6. ADEQUACY OF THE RESULT
As explained in detail in the sections above the substance falls within the range of reliable predictivity. The substance falls within the molecular weight range of the model. furthermore, the substance consists of common functional groups, thus, the results of the estimation are considered to be sufficient to fulfil the information requirements for registration.
Qualifier:
no guideline followed
Principles of method if other than guideline:
- Software tool(s) used including version: EPISuitev 4.11
- Model(s) used:KOWWIN v1.68
- Model description: see field 'Attached justification'
- Justification of QSAR prediction: see field 'Attached justification'
GLP compliance:
no
Type of method:
other: QSAR estimation
Partition coefficient type:
octanol-water
Key result
Type:
log Pow
Partition coefficient:
-3.685
Temp.:
25 °C
Remarks on result:
other: pH value not reported
Conclusions:
In this study report the partition coefficient of Tetrahydrofolic acid was estimated using EPISuite/KOWWIN v1.68. Based on the results the logKow is considered to be -3.6847 at 25°C.
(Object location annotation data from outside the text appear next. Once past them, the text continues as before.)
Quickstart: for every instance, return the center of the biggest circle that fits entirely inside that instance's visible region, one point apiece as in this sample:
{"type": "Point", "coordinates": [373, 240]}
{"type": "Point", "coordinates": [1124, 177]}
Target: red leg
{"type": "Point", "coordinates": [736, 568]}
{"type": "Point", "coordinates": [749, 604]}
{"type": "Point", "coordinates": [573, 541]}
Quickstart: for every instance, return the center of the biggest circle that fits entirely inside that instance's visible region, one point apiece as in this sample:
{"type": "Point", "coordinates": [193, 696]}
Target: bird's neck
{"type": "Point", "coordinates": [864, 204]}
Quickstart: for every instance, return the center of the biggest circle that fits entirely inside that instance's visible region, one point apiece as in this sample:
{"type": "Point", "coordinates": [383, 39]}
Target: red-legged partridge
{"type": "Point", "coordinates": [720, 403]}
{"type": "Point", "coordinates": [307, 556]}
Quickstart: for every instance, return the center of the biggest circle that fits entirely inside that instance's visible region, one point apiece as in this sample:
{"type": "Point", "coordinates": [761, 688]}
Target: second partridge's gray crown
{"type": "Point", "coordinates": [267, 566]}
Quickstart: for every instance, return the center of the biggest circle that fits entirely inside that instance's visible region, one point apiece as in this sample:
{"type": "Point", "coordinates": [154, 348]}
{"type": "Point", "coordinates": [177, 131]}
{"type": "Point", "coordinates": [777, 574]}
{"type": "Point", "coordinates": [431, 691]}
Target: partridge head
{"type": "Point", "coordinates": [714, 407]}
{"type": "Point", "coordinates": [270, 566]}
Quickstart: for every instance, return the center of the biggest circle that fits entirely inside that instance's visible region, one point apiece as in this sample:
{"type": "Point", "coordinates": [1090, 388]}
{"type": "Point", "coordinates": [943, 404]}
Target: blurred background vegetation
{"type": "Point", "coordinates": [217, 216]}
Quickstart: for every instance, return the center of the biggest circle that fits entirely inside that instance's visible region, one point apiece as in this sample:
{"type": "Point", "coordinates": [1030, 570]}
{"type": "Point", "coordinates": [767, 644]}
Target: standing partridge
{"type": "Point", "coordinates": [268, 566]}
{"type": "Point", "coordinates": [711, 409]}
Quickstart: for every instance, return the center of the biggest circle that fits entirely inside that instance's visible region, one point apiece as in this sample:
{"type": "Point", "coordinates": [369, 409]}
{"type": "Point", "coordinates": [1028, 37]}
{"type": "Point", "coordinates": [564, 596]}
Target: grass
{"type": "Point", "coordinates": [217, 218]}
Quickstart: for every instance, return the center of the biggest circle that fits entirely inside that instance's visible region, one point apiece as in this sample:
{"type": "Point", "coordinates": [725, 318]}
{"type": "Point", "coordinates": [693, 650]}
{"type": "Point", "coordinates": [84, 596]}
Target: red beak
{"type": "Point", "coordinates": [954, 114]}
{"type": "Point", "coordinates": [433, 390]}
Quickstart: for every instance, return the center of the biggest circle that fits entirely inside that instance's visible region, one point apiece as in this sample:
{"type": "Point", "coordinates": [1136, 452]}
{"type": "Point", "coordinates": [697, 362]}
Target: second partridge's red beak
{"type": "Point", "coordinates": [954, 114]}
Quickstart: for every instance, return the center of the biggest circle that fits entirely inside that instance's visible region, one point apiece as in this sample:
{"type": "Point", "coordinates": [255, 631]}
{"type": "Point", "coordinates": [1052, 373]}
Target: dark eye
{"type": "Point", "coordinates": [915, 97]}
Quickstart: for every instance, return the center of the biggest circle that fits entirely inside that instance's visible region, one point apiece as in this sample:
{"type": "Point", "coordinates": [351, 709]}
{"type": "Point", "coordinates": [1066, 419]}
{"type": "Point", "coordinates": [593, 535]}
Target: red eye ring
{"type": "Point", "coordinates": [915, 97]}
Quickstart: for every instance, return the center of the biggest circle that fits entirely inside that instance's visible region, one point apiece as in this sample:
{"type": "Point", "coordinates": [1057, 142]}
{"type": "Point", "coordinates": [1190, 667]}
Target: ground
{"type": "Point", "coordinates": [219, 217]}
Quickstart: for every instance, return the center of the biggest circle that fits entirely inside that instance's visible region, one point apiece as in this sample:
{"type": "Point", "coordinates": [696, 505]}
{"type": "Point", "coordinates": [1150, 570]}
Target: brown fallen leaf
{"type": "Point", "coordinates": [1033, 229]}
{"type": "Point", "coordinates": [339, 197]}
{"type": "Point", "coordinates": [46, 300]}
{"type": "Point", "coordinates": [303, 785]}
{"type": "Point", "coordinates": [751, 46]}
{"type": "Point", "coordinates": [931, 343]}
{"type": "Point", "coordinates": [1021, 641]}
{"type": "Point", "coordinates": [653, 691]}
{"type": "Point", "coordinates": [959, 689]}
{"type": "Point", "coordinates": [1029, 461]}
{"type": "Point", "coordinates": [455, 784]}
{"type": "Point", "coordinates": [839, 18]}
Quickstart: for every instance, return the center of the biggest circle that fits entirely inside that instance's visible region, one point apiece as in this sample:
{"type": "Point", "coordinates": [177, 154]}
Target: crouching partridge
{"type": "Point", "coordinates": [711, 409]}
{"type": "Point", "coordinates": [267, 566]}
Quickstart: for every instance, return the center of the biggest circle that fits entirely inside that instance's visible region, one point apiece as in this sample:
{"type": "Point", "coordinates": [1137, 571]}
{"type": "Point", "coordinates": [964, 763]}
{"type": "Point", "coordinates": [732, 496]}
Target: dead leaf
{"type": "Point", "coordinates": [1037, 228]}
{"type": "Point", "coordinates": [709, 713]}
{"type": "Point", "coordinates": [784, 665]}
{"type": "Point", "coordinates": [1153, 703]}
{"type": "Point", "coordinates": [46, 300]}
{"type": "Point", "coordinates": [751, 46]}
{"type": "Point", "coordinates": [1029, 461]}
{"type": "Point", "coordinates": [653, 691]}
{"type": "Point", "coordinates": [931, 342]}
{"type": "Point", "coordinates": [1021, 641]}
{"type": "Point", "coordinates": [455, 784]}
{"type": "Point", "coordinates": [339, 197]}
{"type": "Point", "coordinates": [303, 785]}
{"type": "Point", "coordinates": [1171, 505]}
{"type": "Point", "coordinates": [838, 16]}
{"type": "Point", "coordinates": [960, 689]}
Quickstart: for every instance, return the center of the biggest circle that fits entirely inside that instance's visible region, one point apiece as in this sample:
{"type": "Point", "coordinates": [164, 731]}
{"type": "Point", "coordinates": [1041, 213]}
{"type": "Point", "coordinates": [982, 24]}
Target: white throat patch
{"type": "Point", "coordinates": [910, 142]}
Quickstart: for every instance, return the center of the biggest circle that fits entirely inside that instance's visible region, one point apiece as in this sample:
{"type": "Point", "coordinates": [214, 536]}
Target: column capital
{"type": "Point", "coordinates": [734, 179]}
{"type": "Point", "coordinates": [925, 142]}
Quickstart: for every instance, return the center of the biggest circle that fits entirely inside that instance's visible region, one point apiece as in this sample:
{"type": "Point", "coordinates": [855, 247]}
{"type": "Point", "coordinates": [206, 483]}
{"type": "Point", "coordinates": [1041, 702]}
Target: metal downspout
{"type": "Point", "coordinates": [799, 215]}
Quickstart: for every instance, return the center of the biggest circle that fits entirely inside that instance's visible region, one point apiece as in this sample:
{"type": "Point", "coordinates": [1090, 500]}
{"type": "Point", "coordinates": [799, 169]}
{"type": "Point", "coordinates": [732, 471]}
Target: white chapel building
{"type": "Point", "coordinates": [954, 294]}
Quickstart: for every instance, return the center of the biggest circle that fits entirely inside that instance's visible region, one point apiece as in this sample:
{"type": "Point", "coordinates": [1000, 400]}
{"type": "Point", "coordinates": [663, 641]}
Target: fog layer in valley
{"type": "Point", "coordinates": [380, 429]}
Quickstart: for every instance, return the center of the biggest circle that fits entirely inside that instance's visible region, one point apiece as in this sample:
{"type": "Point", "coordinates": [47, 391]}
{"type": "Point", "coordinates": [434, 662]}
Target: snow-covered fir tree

Description of key information

- QSAR estimation of the partition coefficient using ACD /Labs 2015 Release (Build 2726. 27 Nov 2014) / ACD/LogP GALAS, log D maximum -2.99 at pH 4 to -5.9 at pH 9 at 25 °C

- QSAR estimation of the partition coefficient using ACD /Labs 2015 Release (Build 2726. 27 Nov 2014) / ACD/LogP GALAS, log P -0.88 at 25°C

- QSAR estimation of the partition coefficient using EPISuite v4.11/ KOWWIN v1.68, log P -3.6847 at 25°C

Key value for chemical safety assessment

Log Kow (Log Pow):
-3.685
at the temperature of:
25 °C

Additional information

There are no experimental data for the partition coefficient of Tetrahydrofolic acid. Three QSAR estimations were performed usind three different models. Tetrahydrofolic acid and its structural fragments respectively are within the applicability domain of each of the used models.